The CGI was dodgy in this episode. In one sequence, I was thinking, are those panthers closing in on Maebh Arden? Then, it was revealed that those were wolves. (The wolves weren't frightening. It was clear that they were tamed and well cared for.)
I am bewildered by the backstory for Danny Pink. In the first episode, he cried when asked if he killed anyone by the students, implying something bad had happened. Then, he said that he did humanitarian work in Afghan, digging 23 wells, and didn't kill anyone. Later, I learned that he served under aristocratic officers who put their men at risk. Now, I learned that he put himself at risk, hoping that he wouldn't survive. What exactly did happen to Danny Pink in Afghan?
The show gives the impression that the Earth was hit by life-threatening solar flares before, in Siberia in 1908 and in Curacao. Um, the event in Siberia was the result of an extraterrestrial body exploding in the atmosphere. And, Curacao is threatened by tropical storms. So, how did trees protect the Earth in those events?

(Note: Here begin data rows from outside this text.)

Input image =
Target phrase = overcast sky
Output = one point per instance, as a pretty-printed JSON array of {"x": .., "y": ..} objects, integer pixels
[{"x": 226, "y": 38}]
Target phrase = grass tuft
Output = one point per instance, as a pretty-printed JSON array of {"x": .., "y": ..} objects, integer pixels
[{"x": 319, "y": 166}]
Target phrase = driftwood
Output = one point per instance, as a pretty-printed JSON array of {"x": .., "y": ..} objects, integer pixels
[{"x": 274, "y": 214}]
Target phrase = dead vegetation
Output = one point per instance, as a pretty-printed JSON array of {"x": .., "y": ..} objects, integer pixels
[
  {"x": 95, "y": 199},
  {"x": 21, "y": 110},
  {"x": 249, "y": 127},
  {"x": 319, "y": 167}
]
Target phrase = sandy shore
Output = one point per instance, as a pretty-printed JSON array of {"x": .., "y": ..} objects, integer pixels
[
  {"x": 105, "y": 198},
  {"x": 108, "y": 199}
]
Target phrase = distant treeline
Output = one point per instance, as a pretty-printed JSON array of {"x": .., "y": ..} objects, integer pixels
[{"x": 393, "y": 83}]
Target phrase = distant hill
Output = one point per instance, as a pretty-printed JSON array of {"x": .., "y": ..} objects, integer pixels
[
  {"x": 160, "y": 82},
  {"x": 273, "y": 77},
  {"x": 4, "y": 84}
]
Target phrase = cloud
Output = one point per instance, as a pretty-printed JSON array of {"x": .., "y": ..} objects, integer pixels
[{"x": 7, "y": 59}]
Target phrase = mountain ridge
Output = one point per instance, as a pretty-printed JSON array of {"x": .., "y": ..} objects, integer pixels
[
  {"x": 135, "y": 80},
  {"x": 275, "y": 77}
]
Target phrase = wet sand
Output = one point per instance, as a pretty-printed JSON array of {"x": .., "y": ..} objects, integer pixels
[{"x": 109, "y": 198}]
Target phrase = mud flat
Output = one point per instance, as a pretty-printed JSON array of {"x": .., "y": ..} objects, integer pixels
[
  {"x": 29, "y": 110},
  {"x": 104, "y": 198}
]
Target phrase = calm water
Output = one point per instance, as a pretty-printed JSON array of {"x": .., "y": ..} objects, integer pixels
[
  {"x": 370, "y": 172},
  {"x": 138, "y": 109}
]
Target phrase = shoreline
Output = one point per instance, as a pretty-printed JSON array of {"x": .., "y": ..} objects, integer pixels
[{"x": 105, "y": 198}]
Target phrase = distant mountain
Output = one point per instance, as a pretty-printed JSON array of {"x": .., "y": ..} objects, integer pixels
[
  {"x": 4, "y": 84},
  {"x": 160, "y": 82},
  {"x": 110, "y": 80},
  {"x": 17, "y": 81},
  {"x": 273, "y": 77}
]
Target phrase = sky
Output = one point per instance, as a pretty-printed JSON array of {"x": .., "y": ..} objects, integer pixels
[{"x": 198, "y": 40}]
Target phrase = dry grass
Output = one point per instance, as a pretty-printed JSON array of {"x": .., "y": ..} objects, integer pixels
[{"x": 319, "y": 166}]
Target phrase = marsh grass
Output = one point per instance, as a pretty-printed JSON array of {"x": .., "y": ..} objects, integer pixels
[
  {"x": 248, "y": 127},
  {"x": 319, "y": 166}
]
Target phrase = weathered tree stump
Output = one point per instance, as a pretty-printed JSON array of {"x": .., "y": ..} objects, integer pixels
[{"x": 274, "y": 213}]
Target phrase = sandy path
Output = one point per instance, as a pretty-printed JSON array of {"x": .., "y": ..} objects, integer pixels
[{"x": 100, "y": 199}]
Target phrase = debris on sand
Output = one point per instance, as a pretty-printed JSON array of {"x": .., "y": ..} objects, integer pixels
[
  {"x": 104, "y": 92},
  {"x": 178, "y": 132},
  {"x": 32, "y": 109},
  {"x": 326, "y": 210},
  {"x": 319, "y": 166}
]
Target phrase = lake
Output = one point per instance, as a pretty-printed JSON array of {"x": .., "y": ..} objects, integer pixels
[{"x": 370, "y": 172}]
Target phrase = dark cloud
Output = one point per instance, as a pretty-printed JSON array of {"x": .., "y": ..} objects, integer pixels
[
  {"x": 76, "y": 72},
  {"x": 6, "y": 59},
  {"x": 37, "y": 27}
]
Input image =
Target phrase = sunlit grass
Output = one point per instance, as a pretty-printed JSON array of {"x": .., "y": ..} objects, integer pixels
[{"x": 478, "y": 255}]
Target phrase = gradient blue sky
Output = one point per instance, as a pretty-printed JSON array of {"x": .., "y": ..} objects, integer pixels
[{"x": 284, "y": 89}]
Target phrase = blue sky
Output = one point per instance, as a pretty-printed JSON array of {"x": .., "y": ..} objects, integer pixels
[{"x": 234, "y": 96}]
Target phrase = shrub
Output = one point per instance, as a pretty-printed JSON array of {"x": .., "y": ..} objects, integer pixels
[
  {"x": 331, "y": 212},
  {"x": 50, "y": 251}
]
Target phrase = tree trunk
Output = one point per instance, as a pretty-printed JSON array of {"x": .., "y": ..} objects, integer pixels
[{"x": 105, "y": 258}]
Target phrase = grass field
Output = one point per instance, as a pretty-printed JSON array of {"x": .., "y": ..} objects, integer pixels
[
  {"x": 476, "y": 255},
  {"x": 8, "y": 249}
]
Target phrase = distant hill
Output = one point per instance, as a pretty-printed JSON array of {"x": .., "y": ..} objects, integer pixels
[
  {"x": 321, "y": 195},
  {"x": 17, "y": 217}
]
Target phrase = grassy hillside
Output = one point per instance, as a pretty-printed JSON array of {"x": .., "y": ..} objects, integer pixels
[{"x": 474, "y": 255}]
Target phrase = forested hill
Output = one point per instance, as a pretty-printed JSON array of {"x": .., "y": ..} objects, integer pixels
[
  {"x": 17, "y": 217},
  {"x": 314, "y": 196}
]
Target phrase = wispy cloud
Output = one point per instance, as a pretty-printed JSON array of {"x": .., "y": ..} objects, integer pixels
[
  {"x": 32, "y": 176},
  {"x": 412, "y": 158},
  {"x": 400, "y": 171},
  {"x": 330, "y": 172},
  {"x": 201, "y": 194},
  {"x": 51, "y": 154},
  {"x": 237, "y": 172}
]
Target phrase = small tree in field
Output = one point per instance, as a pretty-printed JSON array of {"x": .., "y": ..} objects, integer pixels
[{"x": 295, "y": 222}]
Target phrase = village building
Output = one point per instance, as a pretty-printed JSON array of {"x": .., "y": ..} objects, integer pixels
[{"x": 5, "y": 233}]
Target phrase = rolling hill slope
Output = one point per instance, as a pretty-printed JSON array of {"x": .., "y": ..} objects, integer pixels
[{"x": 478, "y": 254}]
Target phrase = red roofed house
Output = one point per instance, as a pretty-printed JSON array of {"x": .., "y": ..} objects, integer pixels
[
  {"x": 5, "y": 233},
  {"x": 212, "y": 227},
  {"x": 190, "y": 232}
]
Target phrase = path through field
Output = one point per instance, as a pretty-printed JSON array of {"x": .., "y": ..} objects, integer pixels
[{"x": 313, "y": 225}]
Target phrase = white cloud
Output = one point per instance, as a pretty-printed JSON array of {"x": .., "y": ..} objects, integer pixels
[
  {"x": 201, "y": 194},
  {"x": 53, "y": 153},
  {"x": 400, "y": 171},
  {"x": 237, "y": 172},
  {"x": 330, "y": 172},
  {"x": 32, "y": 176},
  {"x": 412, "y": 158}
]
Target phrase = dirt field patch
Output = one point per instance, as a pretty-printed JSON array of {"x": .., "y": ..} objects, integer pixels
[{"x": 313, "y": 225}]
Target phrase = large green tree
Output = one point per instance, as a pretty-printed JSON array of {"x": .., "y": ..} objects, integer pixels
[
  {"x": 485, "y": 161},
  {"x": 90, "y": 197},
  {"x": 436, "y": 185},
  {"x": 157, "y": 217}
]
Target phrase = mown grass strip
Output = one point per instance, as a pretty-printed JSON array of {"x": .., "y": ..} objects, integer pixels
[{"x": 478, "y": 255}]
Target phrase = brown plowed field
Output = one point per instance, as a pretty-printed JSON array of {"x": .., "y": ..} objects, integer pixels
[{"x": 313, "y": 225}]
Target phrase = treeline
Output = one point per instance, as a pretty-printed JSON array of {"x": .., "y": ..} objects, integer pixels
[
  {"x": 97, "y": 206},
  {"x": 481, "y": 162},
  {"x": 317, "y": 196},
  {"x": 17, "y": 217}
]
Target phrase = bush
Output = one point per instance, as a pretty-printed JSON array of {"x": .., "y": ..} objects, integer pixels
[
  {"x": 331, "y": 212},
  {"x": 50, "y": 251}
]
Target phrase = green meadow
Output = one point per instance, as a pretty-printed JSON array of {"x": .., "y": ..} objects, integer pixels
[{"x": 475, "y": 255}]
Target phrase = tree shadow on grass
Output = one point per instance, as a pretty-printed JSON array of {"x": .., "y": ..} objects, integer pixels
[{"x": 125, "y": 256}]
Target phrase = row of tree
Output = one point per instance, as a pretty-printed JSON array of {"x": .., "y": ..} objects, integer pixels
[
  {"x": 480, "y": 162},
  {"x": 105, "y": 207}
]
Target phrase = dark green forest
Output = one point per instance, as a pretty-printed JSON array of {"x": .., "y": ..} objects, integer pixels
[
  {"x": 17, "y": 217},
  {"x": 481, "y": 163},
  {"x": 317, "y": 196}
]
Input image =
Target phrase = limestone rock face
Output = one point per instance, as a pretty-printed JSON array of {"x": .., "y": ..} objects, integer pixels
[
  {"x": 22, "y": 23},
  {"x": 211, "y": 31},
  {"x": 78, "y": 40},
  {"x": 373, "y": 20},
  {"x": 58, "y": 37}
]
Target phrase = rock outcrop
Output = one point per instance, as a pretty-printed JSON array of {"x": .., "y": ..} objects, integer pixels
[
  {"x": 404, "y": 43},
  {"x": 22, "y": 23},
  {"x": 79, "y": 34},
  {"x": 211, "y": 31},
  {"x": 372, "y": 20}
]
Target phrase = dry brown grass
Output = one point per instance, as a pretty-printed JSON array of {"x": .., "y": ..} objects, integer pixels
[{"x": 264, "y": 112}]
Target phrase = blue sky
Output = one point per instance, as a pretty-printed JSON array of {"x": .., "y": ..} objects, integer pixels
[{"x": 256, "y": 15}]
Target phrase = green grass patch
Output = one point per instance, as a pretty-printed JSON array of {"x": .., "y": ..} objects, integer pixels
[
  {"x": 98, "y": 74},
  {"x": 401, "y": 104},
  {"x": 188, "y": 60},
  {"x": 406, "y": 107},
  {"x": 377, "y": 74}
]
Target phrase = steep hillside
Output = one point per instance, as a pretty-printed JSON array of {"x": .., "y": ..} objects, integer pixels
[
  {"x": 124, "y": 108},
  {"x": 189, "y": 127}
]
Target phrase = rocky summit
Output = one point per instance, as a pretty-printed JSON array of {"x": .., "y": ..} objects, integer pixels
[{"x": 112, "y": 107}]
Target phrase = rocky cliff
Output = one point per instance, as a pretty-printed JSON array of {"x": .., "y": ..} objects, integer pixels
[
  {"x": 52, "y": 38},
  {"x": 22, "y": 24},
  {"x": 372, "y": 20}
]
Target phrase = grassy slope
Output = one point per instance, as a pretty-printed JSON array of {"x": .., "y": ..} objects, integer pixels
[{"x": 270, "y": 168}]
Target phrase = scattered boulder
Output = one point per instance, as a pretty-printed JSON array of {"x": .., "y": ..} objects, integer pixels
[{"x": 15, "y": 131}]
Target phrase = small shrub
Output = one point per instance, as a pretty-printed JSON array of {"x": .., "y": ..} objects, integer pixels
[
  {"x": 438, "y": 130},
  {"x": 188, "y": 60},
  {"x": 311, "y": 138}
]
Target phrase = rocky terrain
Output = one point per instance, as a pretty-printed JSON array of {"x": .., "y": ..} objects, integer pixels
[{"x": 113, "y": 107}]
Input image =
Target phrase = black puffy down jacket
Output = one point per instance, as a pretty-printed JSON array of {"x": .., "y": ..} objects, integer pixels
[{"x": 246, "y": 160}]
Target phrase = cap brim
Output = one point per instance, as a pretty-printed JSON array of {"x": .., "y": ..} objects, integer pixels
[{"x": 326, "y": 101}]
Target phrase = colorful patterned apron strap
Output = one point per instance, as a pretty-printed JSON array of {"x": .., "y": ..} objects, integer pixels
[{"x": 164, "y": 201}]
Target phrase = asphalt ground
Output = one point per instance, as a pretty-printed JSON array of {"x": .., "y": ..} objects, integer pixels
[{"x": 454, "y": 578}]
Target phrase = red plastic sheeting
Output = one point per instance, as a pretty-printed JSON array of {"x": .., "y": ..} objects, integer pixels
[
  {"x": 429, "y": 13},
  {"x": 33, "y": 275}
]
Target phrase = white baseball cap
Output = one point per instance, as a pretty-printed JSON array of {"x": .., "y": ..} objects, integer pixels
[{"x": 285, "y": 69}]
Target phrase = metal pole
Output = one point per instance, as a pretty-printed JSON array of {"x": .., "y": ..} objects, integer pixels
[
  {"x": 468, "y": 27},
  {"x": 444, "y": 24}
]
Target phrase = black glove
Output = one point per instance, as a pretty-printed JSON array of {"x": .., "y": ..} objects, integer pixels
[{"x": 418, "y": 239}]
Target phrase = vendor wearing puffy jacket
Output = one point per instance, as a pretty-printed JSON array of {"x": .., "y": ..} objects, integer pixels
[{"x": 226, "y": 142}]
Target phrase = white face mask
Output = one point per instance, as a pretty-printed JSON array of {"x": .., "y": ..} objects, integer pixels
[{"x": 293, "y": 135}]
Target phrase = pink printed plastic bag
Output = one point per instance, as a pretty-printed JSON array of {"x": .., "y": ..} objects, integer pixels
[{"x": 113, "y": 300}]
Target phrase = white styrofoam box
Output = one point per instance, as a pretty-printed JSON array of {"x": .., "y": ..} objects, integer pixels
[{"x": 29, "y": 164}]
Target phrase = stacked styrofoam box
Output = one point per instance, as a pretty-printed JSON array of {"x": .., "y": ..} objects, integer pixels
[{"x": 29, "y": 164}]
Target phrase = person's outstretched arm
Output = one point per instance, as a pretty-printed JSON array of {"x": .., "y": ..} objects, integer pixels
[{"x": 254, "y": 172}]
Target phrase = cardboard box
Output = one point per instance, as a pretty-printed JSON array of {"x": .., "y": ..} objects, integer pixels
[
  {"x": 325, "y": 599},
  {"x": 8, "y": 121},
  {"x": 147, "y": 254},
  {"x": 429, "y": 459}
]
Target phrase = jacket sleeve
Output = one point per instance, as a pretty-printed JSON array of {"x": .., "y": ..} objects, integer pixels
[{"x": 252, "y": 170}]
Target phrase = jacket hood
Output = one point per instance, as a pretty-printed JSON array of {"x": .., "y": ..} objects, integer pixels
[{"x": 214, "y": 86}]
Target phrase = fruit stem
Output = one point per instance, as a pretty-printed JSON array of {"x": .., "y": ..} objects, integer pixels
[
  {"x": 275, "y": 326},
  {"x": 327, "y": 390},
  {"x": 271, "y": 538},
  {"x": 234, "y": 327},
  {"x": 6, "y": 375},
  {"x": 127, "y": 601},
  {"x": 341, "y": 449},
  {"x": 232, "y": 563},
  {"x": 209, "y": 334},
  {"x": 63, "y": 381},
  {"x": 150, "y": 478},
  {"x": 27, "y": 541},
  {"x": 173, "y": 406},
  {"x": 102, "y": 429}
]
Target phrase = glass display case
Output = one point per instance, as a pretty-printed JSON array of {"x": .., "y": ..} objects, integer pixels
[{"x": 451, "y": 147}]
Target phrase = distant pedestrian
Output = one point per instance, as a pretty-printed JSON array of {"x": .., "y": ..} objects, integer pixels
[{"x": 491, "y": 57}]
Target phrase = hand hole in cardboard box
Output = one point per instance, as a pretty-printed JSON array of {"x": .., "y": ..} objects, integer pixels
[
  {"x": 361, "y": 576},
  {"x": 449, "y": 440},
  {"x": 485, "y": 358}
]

Finally, it is apparent that the Doctor has forgotten that he learned that plants do communicate, and that he had to stop an invasion of these intelligent plants in his fourth incarnation.
Then, there is the strange monologue at the end, where the Doctor says that humans have a superhuman power of forgetting. It is fear that they remember when they think of forests, and they put this fear in their fairy tales. if humans didn't forget, they wouldn't have wars and would have stopped having babies. What the hell?
So, for me, the episode is pure rubbish.